Regular expression
A regular expression (regex) is a sequence of characters that define a pattern. Such a pattern is usually used to check if a string matches a pattern, for text parsing or for search/replace operations in text.
Perl had a huge influence on most modern engines today. So modern regular expressions are often called Perl-style. There is also the PCRE library, that implement regular expression pattern matching using the same syntax and semantics as Perl 5.
The regex implementation may not include some features. For example Java does not support recursive patterns. JavaScript supports named capture-groups since ES8. And etc.
\b(?<city>[A-Za-z\\s]+),\s(?<state>[A-Z]{2,2}):\s(?<areaCode>[0-9]{3,3})\b
characters
character | description |
---|---|
x | The character x. |
\cx | The control character corresponding to x. |
\\ | The backslash character. |
\t | The tab character ('\u0009'). |
\n | The newline (line feed) character ('\u000A'). |
\r | The carriage-return character ('\u000D'). |
\f | The form-feed character ('\u000C'). |
\a | The alert character ('\u0007'). |
\e | The escape character ('\u001B'). |
\0n | The character with octal value 0n, where n is in the range [0; 7]. |
\0nn | The character with octal value 0nn, where n is in the range [0; 7]. |
\0mnn | The character with octal value 0nn, where m is in the range [0; 3] and n is in the range [0; 7]. |
\xhh | The character with hexadecimal value 0xhh. |
\uhhhh | The character with hexadecimal value 0xhhhh. |
\x{h...h} | The character with hexadecimal value 0xh...h (in java Character.MIN_CODE_POINT <= 0xh...h <= Character.MAX_CODE_POINT) |
character classes
Character class define a set of characters as one unit. Character class is specified in the square brackets. Nesting is allowed.
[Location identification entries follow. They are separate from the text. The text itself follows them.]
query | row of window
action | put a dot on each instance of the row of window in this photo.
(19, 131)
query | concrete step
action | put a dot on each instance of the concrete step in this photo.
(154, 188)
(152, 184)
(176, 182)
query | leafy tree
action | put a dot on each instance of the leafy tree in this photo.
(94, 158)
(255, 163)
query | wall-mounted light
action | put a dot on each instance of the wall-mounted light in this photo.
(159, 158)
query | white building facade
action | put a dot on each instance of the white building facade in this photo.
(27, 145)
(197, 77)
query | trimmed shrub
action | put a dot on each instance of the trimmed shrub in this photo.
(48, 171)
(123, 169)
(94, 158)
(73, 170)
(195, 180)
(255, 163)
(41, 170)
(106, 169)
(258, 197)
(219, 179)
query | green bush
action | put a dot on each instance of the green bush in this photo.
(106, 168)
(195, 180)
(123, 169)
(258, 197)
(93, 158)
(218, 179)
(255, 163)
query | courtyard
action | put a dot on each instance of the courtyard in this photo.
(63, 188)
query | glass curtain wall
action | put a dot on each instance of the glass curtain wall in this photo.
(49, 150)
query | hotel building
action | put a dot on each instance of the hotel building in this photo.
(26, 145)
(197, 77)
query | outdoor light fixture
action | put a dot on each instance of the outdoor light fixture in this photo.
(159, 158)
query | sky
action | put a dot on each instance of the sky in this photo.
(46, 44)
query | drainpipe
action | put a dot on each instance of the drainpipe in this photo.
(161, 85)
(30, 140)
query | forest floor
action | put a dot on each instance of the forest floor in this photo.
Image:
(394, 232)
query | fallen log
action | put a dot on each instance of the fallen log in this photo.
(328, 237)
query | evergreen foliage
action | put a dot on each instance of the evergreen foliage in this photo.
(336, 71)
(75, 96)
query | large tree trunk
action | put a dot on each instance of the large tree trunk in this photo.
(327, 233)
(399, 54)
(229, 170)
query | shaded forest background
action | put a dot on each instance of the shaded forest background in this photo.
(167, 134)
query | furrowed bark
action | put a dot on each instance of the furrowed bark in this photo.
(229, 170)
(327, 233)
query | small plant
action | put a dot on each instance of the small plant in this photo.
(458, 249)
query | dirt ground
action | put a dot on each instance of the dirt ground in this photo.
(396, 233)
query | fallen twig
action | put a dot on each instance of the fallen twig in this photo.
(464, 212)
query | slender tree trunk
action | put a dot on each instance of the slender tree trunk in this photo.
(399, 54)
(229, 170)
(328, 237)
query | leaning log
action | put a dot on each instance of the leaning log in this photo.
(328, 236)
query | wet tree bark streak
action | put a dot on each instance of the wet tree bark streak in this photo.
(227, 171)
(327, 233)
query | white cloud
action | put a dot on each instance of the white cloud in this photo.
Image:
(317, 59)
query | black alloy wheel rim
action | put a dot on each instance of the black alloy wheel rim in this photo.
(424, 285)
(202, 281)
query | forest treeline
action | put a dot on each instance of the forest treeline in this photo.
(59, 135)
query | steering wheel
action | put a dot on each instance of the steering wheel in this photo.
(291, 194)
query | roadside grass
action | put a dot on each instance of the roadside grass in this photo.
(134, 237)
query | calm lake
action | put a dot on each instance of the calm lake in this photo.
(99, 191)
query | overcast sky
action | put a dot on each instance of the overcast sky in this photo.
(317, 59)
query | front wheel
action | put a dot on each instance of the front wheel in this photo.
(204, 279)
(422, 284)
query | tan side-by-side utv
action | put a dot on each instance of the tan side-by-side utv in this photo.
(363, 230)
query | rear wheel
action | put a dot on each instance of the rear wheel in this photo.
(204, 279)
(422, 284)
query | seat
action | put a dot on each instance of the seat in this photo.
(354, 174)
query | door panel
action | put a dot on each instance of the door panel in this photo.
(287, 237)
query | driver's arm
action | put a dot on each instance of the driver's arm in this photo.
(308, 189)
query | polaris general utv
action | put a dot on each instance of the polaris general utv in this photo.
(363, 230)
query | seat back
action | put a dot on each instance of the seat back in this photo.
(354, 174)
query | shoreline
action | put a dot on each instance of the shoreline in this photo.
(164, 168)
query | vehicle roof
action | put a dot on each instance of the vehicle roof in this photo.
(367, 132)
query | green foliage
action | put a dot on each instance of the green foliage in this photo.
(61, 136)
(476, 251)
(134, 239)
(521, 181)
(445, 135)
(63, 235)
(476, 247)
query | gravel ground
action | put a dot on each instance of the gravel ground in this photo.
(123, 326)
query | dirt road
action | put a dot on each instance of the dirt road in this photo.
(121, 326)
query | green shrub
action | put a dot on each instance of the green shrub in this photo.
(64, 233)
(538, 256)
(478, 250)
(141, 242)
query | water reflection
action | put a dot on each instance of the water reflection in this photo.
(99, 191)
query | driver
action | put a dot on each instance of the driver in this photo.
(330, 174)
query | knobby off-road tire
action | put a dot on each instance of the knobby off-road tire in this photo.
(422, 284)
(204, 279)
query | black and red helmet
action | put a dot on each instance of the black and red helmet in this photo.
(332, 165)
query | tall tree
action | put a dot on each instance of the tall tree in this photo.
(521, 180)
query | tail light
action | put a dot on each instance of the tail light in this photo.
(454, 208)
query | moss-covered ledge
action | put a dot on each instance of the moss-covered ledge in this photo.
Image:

class example | description |
---|---|
[abc] | A simple class defined as a sequence of characters. For example a,b,c characters. |
[^abc] | Negation. Any character except a, b, or c. |
[a-z] | Range. For example, a through z inclusive. |
[a-d[m-p]] | Union. For example, a through d, or m through p. This is same as [a-dm-p] |
[a-z&&[def]] | Intersection. For example, d, e, or f. This is same as [def] |
[a-z&&[^bc]] [a-z&&[^m-p]] |
Subtraction. First example means a through z, except for b and c. This is same as [ad-z]. Second example means a through z, and not m through p. This is same as [a-lq-z]. |
predefined character classes
- . - any character
- \d - a digit, same as [0-9]
- \D - a non-digit, same as [^0-9]
- \s - a whitespace character, same as [ \t\n\x0B\f\r]
- \S - a non-whitespace character, same as [^\s]
- \w - a word character, same as [a-zA-Z_0-9]
- \W - a non-word character, same as [^\w]
predefined posix character classes
The posix character classes can be used to support Unicode. Some classes in Java have aliases.
- \p{Nd} - digit (Java alias is \p{Digit})
- \p{N} - any kind of numeric character in any script
- \p{L} - letter (for \p{L}\p{Nl} Java alias is \p{Alpha})
- \p{Lu} - uppercase letter (Java alias is \p{Upper})
- \p{Ll} - lowercase letter (Java alias is \p{Lower})
- \p{Cc} - control character ( Java alias is \p{Cntrl}
In Java 8 and prior, it does not matter whether you use the Is prefix with the \p syntax or not. So in Java 8, \p{Alnum} and \p{IsAlnum} are identical.
In Java 9+ there is a difference. Without the Is prefix, the behavior is exactly the same as in previous versions of Java. The syntax with the Is prefix now matches Unicode characters too. For \p{IsPunct} this also means that it no longer matches the ASCII characters that are in the Symbol Unicode category.
quantifiers
Quantifier indicates the scope of preceding element. There are three kinds of quantifiers:
- greedy quantifiers - for finding the longest matching group
- reluctant quantifiers - for finding the shortest matching group
- possessive quantifiers - for finding the longest matching group or immediately stop after first failure occur. This is primarily useful for performance reasons.
What is the difference between possessive and greedy quantifiers? The regex engine will backtrack to try all possible regex permutations if no matches are found. But with possessive quantifiers the match attempt fails immediately when first failure occurs.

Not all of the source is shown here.